03 違和感なき天啓

 コーウェンがこの世界で生きていくと腹を括ったあの日から、約半年。朝目覚めた彼は、自分の体に違和感を覚えた。だがそれは、決して悪い意味ではない。まるで身体の神経が外へと広がっていき様々な情報を感覚として運んできてくれる、そんなイメージ。要はとても冴えていたのだ。


「視覚に聴覚……それに筋力もか」


 コーウェンは自分の身体の変化を感じ取ろうと、掌を開いたり閉じたりする。彼にはその小さな手がとても頼りになるものだと思えた。様々な身体能力の上昇を感じるからだ。

 自分の身体に異変が起きた、それなのに大した危機感や焦燥感がない。彼の脳は、本能は、その事実を簡単に受け入れようとしていた。

 この感覚には覚えがあった。隼人としての人生を終えてコーウェンとして生まれ変わったあの日、それが当然だと頭を使わずに脳が理解した、あの時の感覚だ。

 だとすれば、今回のことも生まれ変わりによるバグか何かだろう。

 記憶や人格を引き継いで生まれ変わったという事実が、それと同じように身体能力までもが引き継がれたんだという結論へと導く。

 考えるのを、抗うのをやめた途端、理解した。

 足を見る。昨日までと変わらない幼さゆえの細足だ。

 腕を見る。こちらも同様。

 コーウェンはすっかり覚めてしまった目を擦り合わせながら、その小さな身体をベッドから引きずり出した。することは一つだ。

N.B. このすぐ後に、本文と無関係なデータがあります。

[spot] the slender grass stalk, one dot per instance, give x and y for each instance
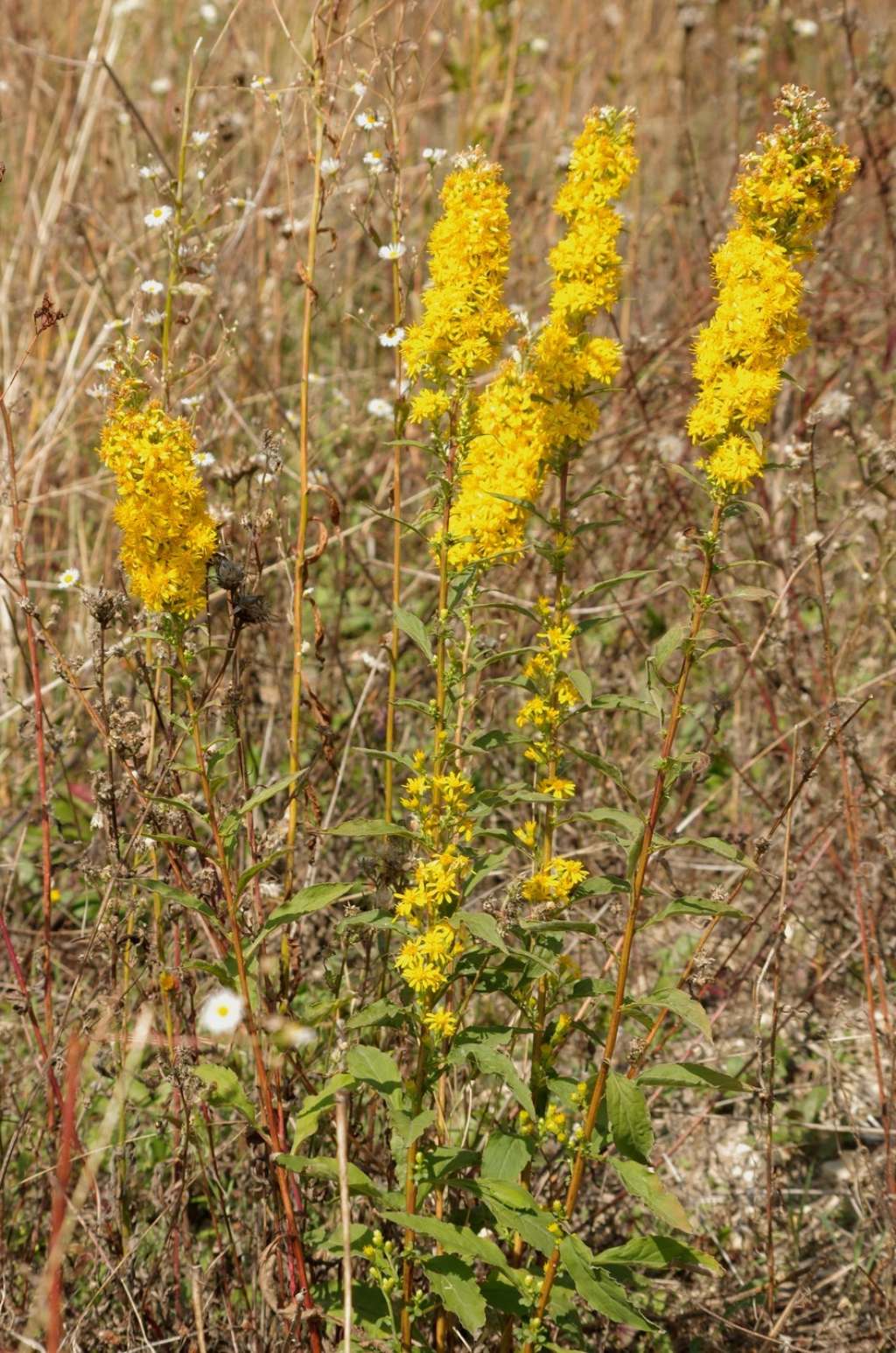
(302, 530)
(698, 607)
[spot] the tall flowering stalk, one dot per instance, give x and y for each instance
(784, 196)
(463, 324)
(167, 533)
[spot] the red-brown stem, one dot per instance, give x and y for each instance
(60, 1192)
(631, 924)
(46, 866)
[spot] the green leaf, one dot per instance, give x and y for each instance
(262, 796)
(361, 827)
(316, 1105)
(504, 1156)
(307, 900)
(717, 846)
(326, 1167)
(672, 641)
(630, 1120)
(486, 929)
(375, 1068)
(685, 1006)
(690, 1076)
(643, 1182)
(455, 1284)
(693, 907)
(601, 1293)
(582, 684)
(656, 1251)
(457, 1239)
(415, 628)
(225, 1088)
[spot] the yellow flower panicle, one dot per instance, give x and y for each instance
(440, 803)
(465, 317)
(539, 405)
(784, 195)
(167, 532)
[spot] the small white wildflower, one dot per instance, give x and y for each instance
(375, 161)
(370, 121)
(220, 1013)
(158, 217)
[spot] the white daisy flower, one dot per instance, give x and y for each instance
(158, 217)
(220, 1013)
(375, 161)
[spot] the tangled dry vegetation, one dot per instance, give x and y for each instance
(351, 998)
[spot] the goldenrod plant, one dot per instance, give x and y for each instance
(451, 579)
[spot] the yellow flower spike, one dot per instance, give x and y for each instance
(465, 317)
(534, 408)
(784, 196)
(167, 533)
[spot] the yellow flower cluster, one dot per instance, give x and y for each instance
(465, 317)
(540, 403)
(167, 532)
(554, 884)
(784, 195)
(440, 803)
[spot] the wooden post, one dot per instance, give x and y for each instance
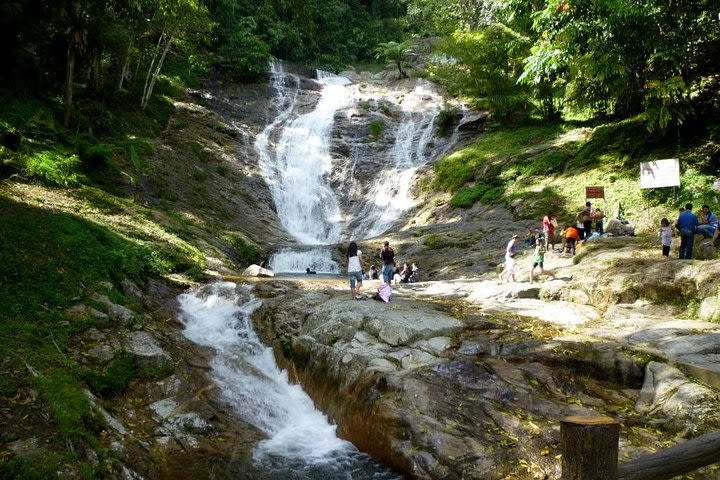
(589, 448)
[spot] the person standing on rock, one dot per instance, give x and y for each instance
(355, 269)
(549, 224)
(387, 255)
(539, 261)
(665, 237)
(509, 272)
(687, 224)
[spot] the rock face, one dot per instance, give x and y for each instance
(439, 396)
(257, 271)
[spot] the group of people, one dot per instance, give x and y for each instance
(688, 224)
(389, 271)
(589, 224)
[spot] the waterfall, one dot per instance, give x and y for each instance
(298, 166)
(300, 439)
(390, 195)
(295, 160)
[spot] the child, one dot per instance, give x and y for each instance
(539, 260)
(665, 237)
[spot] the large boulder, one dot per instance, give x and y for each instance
(257, 271)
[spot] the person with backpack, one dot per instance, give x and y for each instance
(387, 255)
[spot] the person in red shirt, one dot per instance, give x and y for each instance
(570, 236)
(549, 224)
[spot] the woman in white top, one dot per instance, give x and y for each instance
(355, 269)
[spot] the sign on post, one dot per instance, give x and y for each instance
(660, 173)
(595, 192)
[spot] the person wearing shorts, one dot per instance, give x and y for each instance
(354, 257)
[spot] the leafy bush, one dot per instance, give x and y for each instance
(484, 65)
(445, 118)
(95, 156)
(53, 168)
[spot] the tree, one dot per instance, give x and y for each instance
(76, 44)
(174, 21)
(396, 54)
(484, 66)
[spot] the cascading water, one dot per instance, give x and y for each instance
(390, 195)
(301, 442)
(297, 169)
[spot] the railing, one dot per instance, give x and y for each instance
(590, 452)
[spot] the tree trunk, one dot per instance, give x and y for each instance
(69, 74)
(126, 65)
(589, 448)
(96, 72)
(153, 77)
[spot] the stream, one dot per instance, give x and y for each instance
(301, 442)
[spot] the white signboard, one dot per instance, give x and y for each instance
(660, 173)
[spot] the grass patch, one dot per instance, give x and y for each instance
(115, 379)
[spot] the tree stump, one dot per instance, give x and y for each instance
(589, 448)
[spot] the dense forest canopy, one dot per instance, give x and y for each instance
(659, 58)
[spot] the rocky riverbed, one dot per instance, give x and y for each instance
(470, 378)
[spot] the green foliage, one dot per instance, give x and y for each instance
(243, 51)
(397, 54)
(484, 66)
(18, 468)
(618, 56)
(446, 117)
(95, 156)
(53, 168)
(247, 251)
(667, 102)
(115, 379)
(69, 405)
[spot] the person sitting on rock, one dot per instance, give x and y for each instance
(415, 277)
(539, 261)
(396, 275)
(708, 222)
(373, 273)
(570, 237)
(405, 274)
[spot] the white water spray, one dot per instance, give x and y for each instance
(298, 167)
(390, 195)
(251, 382)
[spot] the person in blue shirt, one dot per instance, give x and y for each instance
(687, 224)
(708, 222)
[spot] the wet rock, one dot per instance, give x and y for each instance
(85, 311)
(130, 289)
(257, 271)
(101, 353)
(669, 392)
(115, 311)
(26, 447)
(710, 309)
(148, 354)
(473, 121)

 右ひざを囲う大きな筋肉を収縮させ、片足でしゃがみこんだコーウェンは、そのまま全力で筋肉を解放する。


「はぁっ!」


 短い掛け声と共に、コーウェンの身体は空中で後方に円を描き、綺麗に着地。後方宙返りを片足で成功させた。

 前世では身体を鍛えていたコーウェンだ。引き継いだ筋力に対し、二歳児の体重を保っている彼にはこんなのわけない。

 見た目では一切変化のない筋肉量だが、それに見合わない力を発揮しても怪我などの心配がないということは理解していた。無謀だと思うかもしれないが、コーウェンにとってはそうでもなかった。そう断言し、実際に行動に移せるほど本質的な意味での『理解』だったからだ。

 その後、怪我がないかを再度形式的に確認すると、部屋を出た。

 するとそこには、いつもならまだ寝ているコーウェンを起こしにきたのであろうメリファが、ちょうど部屋の前へと辿り着いたところだった。


「あら、おはようございます」

「うん、おはようメリファ」

「コーウェン様は今日も可愛らしいですね。でも寝癖が付いてますよ?」


 メリファはそう言うと、はねた部分を押さえつけるように頭を撫でる。自分は子供だからと目を瞑りされるがままに身を委ねていたが、メリファの掌の感触があるタイミングを境に、爪のような何かが頭皮に引っかかるような感触に変わった。気になって目を開けると、メリファが簡易的な櫛を使っているのが見える。


「簡単に寝癖を直してしまいますね」


 メリファはそう言うと、右手の人差し指と中指を立て、何かに集中するように目を閉じた。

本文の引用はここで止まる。